Britain has made enormous, positive contributions to the modern world, not least through its successful practice of parliamentary democracy, in which you, Secretary of State, play a daily role. Many Commonwealth nations follow that parliamentary model with great success. Any well-constructed survey of British history must include these examples also, rather than distorting the past to support divisive ideological propaganda.
If it is thought necessary to teach British history to Home Office civil servants we hope you will ensure that it is well-taught, by experts rather than activists, and that it draws upon accurate and balanced information. The present course is a disgrace to a great department of state.
Yours faithfully,
Professor Robert Tombs (Fellow, St. John’s College, Cambridge)
Professor David Abulafia CBE, FBA (Fellow, Gonville and Caius College, Cambridge)
Professor Lawrence Goldman (Emeritus Fellow, St. Peter’s College, Oxford)

This is Suella Braverman’s tweet:
https://x.com/suellabraverman/status/1870401437273870492?s=48
As she writes:
‘As Home Secretary I was appalled by the mandatory training that Home Office civil servants had to undergo.
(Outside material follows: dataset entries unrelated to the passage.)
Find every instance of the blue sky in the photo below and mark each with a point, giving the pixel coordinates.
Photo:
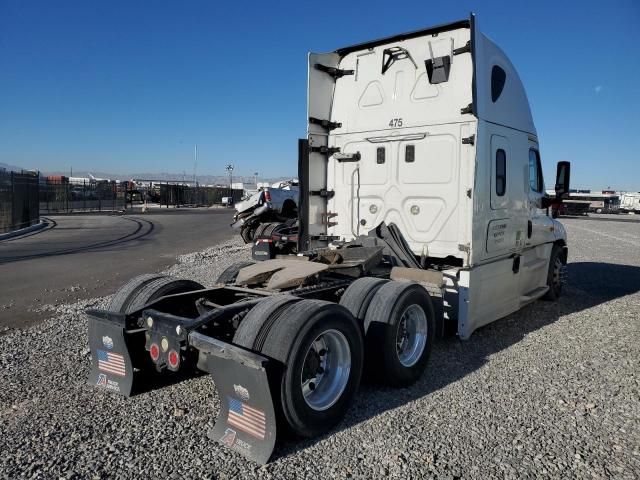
(124, 86)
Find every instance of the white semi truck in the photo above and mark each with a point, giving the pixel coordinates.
(422, 212)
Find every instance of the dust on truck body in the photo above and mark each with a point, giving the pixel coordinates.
(422, 212)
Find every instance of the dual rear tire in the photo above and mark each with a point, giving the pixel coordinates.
(320, 349)
(320, 346)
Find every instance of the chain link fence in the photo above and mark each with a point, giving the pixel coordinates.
(24, 196)
(61, 196)
(183, 195)
(18, 200)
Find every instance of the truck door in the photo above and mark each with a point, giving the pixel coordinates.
(539, 233)
(504, 186)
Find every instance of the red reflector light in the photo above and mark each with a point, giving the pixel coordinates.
(154, 350)
(174, 359)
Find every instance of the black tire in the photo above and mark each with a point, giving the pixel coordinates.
(229, 275)
(159, 288)
(248, 230)
(382, 323)
(122, 298)
(290, 340)
(272, 228)
(260, 230)
(554, 275)
(359, 295)
(255, 327)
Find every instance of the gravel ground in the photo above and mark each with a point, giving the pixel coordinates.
(551, 391)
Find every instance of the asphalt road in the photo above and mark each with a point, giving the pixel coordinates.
(87, 256)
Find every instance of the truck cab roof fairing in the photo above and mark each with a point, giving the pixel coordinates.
(511, 108)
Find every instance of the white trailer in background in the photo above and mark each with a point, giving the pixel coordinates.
(630, 203)
(422, 210)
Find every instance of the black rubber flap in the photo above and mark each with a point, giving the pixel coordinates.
(111, 365)
(246, 422)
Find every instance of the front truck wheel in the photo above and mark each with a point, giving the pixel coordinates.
(557, 266)
(320, 346)
(122, 298)
(399, 326)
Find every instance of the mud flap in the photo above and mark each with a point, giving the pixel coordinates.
(246, 421)
(112, 367)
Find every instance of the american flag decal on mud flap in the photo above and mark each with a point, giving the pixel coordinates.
(111, 363)
(247, 419)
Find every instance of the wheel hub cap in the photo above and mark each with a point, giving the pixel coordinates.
(411, 337)
(326, 368)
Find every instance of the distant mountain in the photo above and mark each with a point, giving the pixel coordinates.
(171, 177)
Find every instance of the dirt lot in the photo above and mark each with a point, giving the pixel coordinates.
(549, 392)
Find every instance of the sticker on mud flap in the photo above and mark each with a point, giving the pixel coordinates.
(107, 384)
(107, 342)
(112, 363)
(228, 438)
(242, 392)
(246, 418)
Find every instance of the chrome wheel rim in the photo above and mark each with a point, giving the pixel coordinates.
(325, 371)
(411, 337)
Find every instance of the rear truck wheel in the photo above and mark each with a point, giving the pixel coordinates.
(358, 296)
(229, 274)
(555, 274)
(255, 327)
(400, 327)
(161, 287)
(320, 346)
(121, 299)
(248, 230)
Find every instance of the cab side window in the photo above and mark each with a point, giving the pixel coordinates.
(501, 172)
(536, 182)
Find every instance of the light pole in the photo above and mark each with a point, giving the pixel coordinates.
(230, 170)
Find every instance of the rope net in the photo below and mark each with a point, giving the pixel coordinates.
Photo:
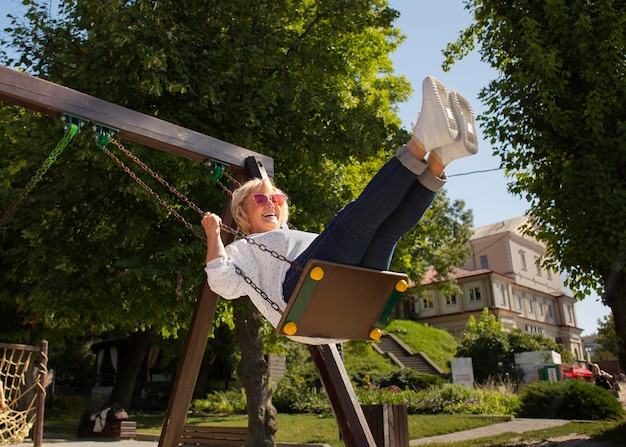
(20, 379)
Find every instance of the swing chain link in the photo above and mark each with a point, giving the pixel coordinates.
(151, 192)
(70, 132)
(258, 290)
(235, 232)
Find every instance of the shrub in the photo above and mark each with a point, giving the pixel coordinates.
(571, 399)
(457, 399)
(409, 379)
(223, 402)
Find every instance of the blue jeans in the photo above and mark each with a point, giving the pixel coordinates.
(366, 231)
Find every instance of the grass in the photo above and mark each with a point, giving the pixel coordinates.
(437, 344)
(307, 428)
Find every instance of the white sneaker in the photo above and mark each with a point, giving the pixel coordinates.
(467, 144)
(436, 123)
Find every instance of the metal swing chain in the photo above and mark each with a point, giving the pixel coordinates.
(237, 233)
(70, 132)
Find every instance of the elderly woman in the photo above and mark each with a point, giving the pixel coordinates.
(364, 233)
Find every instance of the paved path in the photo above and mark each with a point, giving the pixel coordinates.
(517, 425)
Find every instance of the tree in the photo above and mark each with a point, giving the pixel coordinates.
(487, 344)
(308, 83)
(556, 119)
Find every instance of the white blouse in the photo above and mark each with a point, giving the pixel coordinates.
(263, 269)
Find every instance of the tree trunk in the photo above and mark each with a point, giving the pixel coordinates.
(615, 297)
(129, 368)
(253, 373)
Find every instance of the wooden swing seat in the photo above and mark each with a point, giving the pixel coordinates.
(339, 301)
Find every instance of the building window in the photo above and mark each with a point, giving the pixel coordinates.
(569, 313)
(502, 292)
(522, 256)
(475, 294)
(484, 262)
(428, 302)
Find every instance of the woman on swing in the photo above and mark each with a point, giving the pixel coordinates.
(364, 233)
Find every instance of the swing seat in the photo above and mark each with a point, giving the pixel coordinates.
(339, 301)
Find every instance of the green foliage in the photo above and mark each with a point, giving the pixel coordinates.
(555, 117)
(487, 344)
(409, 379)
(457, 399)
(222, 402)
(570, 399)
(437, 344)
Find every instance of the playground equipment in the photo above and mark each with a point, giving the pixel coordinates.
(51, 99)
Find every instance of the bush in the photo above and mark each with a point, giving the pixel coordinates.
(457, 399)
(223, 402)
(292, 395)
(571, 399)
(409, 379)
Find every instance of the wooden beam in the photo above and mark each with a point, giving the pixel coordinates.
(355, 431)
(51, 99)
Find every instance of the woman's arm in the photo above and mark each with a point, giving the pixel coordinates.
(212, 227)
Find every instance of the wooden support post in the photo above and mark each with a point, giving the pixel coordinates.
(188, 368)
(41, 394)
(350, 418)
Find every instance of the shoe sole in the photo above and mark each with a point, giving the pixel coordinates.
(468, 123)
(440, 93)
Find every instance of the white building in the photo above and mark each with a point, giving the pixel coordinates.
(503, 275)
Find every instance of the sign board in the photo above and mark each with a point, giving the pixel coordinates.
(463, 371)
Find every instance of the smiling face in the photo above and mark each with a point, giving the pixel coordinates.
(263, 218)
(254, 218)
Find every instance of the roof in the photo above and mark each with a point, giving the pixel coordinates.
(456, 273)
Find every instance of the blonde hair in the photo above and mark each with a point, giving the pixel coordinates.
(244, 192)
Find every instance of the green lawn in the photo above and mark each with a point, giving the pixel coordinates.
(305, 428)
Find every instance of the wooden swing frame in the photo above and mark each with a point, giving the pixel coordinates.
(52, 99)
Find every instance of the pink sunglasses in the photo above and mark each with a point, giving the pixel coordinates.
(263, 200)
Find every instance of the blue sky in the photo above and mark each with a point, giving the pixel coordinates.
(429, 26)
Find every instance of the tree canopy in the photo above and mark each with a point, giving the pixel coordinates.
(310, 84)
(556, 119)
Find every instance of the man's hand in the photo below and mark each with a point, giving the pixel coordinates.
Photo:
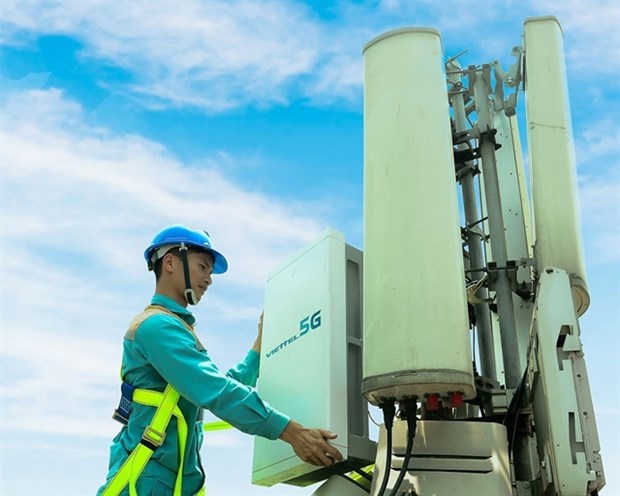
(311, 444)
(259, 339)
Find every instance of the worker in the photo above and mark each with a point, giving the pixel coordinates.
(157, 450)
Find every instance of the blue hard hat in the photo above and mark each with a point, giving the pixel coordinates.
(173, 236)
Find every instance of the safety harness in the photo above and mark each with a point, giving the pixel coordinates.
(155, 433)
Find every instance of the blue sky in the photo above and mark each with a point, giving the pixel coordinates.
(244, 118)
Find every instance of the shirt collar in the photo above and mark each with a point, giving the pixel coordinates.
(173, 306)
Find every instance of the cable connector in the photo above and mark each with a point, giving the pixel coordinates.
(389, 411)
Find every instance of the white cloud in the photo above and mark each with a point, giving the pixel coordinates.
(79, 206)
(218, 55)
(212, 55)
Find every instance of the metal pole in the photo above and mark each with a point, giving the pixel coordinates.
(476, 253)
(508, 332)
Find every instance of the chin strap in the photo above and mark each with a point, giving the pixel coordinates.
(190, 294)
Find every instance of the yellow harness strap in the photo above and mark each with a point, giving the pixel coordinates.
(153, 437)
(155, 433)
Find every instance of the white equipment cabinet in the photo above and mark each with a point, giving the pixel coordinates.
(311, 363)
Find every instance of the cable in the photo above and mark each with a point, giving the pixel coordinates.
(410, 414)
(389, 410)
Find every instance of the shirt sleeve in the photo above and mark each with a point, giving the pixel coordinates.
(171, 349)
(246, 371)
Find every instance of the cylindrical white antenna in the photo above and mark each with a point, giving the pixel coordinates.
(416, 328)
(552, 156)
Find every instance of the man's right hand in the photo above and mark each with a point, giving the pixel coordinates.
(311, 444)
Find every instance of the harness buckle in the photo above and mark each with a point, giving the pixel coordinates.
(122, 413)
(152, 439)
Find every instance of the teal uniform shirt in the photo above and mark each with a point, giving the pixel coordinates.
(163, 351)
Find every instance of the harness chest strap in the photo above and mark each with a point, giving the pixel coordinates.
(155, 433)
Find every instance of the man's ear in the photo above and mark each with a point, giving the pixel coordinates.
(168, 262)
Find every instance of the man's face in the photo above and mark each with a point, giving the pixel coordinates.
(200, 265)
(200, 270)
It was a waste of time, a bad use of taxpayer money and fundamentally wrong. I went through it personally to find tonnes of material criticising the British Empire in a wholly unbalanced way, presumptions of ‘white privilege’ and ‘unconscious bias’ and recommended books written by left-wing academics supporting these damaging ideas.
I embarked on a programme of work to scrap it all. There was a lot of resistance. I was told I would be “on the wrong side of history” for doing so. I ploughed on but left office before the work was complete: a win for the senior civil service! This needs to stop. Civil servants are supposed to deliver ministerial instructions, not engage in left-wing activism.’